I recently got my hands on a copy of River Cottage Every Day by Hugh Fearnley-Whittingstall.

It’s a beautiful cookbook; just about every other page boasts some jealousy-inducing photo with a mouthwatering recipe to accompany it.  For some reason, it took me a few days to decide to make something from it.  It could be the beginning of the school semester and the mountain of work that is slowly piling on.  This will be my first time with a clinical placement in a hospital where I will be working with real, live patients.  I’m excited but have the novice nurse jitters about it.

Another thing that kept me away from this cookbook at first was the fact that most of the recipes seem extremely rich.  I’ve been craving somewhat light, healthy fare this week and, while you can certainly find that in this book, it is not the focus.  As I flipped through it this morning, the egg tartare recipe caught my eye and I noticed that I had almost all the ingredients on hand.  It sounded like it might be a good, protein-filled lunch to keep me satisfied during a 4-hour computer training I have tomorrow afternoon.

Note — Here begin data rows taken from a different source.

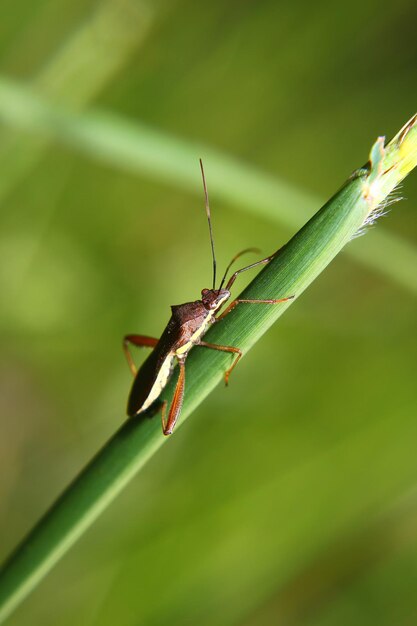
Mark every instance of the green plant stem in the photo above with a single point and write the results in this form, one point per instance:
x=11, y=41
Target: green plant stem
x=290, y=272
x=138, y=148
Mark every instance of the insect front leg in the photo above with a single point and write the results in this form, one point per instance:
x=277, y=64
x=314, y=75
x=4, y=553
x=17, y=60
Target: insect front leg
x=176, y=405
x=232, y=349
x=142, y=341
x=234, y=304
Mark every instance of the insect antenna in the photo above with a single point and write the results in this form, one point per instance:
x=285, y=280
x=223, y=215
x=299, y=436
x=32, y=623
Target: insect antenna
x=209, y=221
x=237, y=256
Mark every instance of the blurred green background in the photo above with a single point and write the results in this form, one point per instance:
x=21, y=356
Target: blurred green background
x=290, y=498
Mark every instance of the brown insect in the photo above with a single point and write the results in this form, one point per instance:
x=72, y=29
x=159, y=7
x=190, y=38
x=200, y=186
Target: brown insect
x=188, y=324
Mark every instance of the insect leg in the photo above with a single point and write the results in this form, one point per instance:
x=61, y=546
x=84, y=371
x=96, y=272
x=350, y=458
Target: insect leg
x=176, y=405
x=233, y=304
x=215, y=346
x=142, y=341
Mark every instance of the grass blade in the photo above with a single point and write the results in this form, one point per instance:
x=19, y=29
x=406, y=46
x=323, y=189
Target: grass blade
x=138, y=148
x=290, y=272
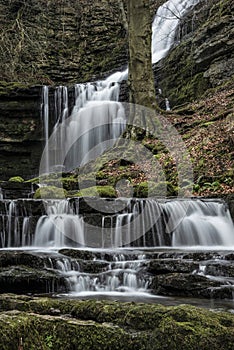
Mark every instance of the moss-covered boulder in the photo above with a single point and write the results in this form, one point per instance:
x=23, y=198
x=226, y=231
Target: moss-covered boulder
x=50, y=192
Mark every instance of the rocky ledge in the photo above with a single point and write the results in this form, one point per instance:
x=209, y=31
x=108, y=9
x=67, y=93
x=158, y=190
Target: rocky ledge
x=165, y=272
x=77, y=324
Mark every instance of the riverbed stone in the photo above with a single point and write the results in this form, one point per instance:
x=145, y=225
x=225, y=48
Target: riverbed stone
x=98, y=325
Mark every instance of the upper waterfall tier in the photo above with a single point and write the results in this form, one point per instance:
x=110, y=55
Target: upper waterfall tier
x=131, y=223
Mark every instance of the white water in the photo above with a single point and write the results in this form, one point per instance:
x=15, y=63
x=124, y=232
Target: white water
x=165, y=24
x=144, y=223
x=98, y=101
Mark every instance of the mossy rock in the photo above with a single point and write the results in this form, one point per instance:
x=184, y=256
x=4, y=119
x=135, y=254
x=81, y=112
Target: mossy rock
x=99, y=325
x=16, y=179
x=151, y=189
x=50, y=192
x=99, y=191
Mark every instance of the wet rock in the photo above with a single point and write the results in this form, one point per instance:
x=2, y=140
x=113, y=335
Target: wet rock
x=98, y=325
x=22, y=279
x=166, y=266
x=182, y=284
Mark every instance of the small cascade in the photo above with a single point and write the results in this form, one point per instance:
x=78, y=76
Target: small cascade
x=143, y=223
x=165, y=24
x=167, y=103
x=45, y=116
x=203, y=224
x=60, y=227
x=17, y=223
x=117, y=274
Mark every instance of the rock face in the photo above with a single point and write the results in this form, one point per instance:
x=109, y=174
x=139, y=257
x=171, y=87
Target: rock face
x=20, y=131
x=65, y=42
x=204, y=57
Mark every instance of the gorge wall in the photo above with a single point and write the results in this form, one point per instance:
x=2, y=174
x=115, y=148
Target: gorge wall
x=203, y=57
x=66, y=41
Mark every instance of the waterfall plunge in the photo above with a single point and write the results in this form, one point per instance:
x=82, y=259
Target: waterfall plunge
x=99, y=101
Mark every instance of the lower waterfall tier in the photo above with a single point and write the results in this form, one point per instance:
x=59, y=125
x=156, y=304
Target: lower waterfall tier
x=102, y=223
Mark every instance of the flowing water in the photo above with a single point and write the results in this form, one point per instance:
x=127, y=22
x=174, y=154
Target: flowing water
x=97, y=119
x=118, y=245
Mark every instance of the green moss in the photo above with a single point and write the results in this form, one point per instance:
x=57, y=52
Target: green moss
x=111, y=325
x=151, y=189
x=16, y=179
x=101, y=191
x=50, y=192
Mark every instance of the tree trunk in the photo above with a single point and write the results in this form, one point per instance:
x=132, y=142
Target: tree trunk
x=141, y=79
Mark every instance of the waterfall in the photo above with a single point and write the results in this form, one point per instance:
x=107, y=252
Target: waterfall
x=165, y=24
x=143, y=223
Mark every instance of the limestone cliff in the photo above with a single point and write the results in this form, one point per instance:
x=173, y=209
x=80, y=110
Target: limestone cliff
x=67, y=41
x=203, y=56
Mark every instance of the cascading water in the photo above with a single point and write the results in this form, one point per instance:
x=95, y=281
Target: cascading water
x=165, y=24
x=121, y=237
x=143, y=223
x=110, y=113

Of course I am incapable of actually following a recipe to the letter.  I made some substitutions based on what was in my herb garden and also because I don’t like mayonnaise.  You could definitely substitute the oil, sour cream, and yogurt for 1-2 Tbs of mayonnaise if you wanted to.

Egg Salad
serves 3-4

Ingredients:
– 6 hardboiled eggs, peeled and roughly chopped (click here for my favorite HB egg instructions)
– 1 Tbs fresh chives, finely chopped
– 1 Tbs fresh parsley, finely chopped
– 2 Tbs fresh dill, finely chopped
– 3 sweet baby pickles, finely chopped
– 1 Tbs capers, rinsed
– 2 Tbs sour cream
– 2 Tbs plain greek yogurt
– 1 Tbs olive oil
– 1 tsp Dijon mustard
– sea salt and freshly ground black pepper

1. Mix together all ingredients except the eggs until well combined.

2. Add eggs and stir until evenly coated.

3. Serve on bread for a sandwich or as a topping for your favorite salad greens.

I surprised myself by actually enjoying the taste of the sweet pickles in this recipe.  I have always had something against sweet pickles since I was a kid, when I chomped on a bread and butter pickle that I had assumed was a dill.  I thought it was disgusting at the time, but I decided to give these another chance since I seem to have also gotten over my hatred of olives this year.

Do you have any foods that you wouldn’t eat as a child but have recently begun to enjoy?